The following excerpt is from E.L.S. v. C.A.S., 2016 BCSC 675 (CanLII):

The leading authority on the exercise of the court's discretion to vary custody and access orders under s. 17 of the Divorce Act is Gordon v. Goertz, 1996 CanLII 191 (SCC), [1996] 2 S.C.R. 27. There, Madam Justice McLachlin, as she then was, summarized the applicable principles of law at para. 49 of her Reasons for Judgment.
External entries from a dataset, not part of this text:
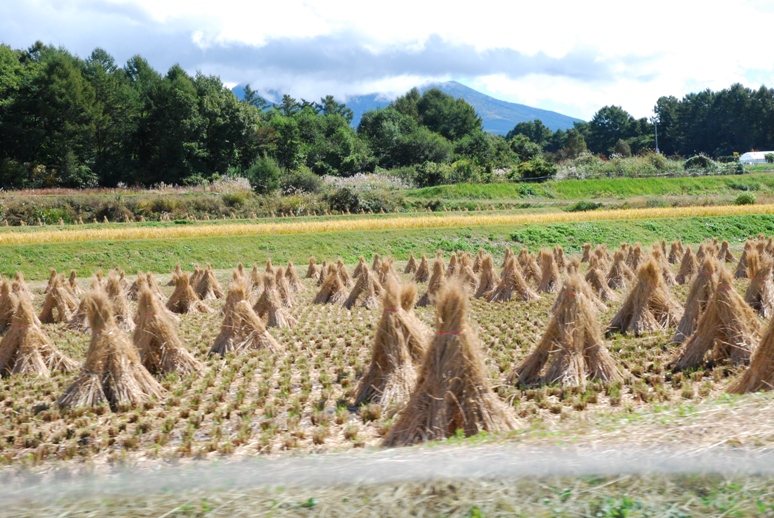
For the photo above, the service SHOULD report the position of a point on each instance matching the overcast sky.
(569, 56)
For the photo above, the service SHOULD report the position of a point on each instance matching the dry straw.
(367, 288)
(60, 303)
(702, 288)
(760, 292)
(728, 328)
(760, 374)
(489, 279)
(411, 265)
(649, 306)
(423, 270)
(452, 393)
(434, 285)
(270, 305)
(242, 329)
(689, 265)
(112, 372)
(291, 274)
(549, 278)
(512, 285)
(571, 349)
(207, 287)
(161, 350)
(26, 349)
(184, 300)
(741, 266)
(391, 375)
(620, 275)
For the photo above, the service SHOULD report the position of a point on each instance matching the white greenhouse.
(754, 157)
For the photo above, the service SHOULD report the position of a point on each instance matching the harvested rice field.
(299, 397)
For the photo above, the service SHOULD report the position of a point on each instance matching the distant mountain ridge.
(498, 117)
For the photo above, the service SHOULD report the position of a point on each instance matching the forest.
(66, 121)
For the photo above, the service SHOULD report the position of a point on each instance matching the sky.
(563, 55)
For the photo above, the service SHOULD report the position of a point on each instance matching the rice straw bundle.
(559, 258)
(649, 306)
(489, 278)
(51, 276)
(586, 252)
(675, 254)
(411, 265)
(367, 285)
(571, 349)
(452, 269)
(423, 271)
(184, 300)
(161, 350)
(724, 254)
(391, 375)
(60, 304)
(635, 258)
(72, 281)
(549, 277)
(27, 349)
(434, 285)
(9, 299)
(23, 289)
(689, 265)
(741, 266)
(332, 291)
(477, 262)
(256, 280)
(728, 328)
(452, 392)
(620, 275)
(112, 372)
(291, 274)
(507, 255)
(666, 270)
(512, 285)
(119, 305)
(270, 305)
(359, 267)
(376, 265)
(312, 270)
(701, 290)
(595, 277)
(760, 292)
(242, 329)
(208, 287)
(760, 374)
(283, 288)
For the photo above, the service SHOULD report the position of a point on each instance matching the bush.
(301, 180)
(264, 175)
(538, 169)
(746, 198)
(583, 206)
(700, 162)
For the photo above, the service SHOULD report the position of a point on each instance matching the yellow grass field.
(286, 226)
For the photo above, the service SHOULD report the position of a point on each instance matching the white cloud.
(569, 56)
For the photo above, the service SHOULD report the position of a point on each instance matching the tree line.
(73, 122)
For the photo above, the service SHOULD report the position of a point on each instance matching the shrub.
(538, 169)
(301, 180)
(583, 206)
(746, 198)
(700, 162)
(264, 175)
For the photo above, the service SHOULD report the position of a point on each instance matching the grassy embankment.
(613, 188)
(162, 253)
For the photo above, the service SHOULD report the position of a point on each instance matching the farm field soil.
(161, 255)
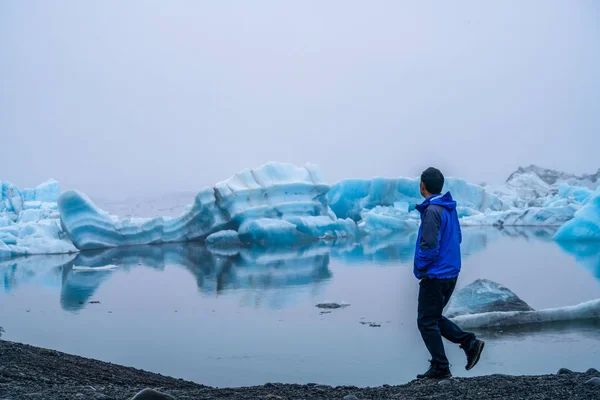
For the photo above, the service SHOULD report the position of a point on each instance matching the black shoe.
(474, 353)
(436, 372)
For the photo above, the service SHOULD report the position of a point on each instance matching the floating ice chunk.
(264, 199)
(48, 191)
(270, 231)
(350, 198)
(109, 267)
(92, 228)
(29, 205)
(226, 238)
(485, 296)
(589, 310)
(323, 227)
(383, 221)
(586, 223)
(532, 216)
(586, 252)
(42, 237)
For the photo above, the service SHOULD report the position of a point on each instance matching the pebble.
(594, 382)
(564, 371)
(151, 394)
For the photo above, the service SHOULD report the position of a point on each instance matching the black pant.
(434, 294)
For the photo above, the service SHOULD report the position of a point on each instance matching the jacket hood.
(444, 200)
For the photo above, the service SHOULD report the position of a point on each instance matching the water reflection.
(586, 253)
(253, 269)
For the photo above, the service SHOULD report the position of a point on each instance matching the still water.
(249, 318)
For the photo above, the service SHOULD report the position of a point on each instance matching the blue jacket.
(437, 253)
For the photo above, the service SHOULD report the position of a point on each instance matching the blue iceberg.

Those principles include the following: 1. The parent applying for a change in the custody or access order must meet the threshold requirement of demonstrating a material change in the circumstances affecting the child. 2. If the threshold is met, the judge on the application must embark on a fresh inquiry into what is in the best interests of the child, having regard to all the relevant circumstances relating to the child's needs and the ability of the respective parents to satisfy them. 3. This inquiry is based on the findings of the judge who made the previous order and evidence of the new circumstances. 4. The inquiry does not begin with a legal presumption in favour of the custodial parent, although the custodial parent's views are entitled to great respect. 5. Each case turns on its own unique circumstances. The only issue is the best interest of the child in the particular circumstances of the case.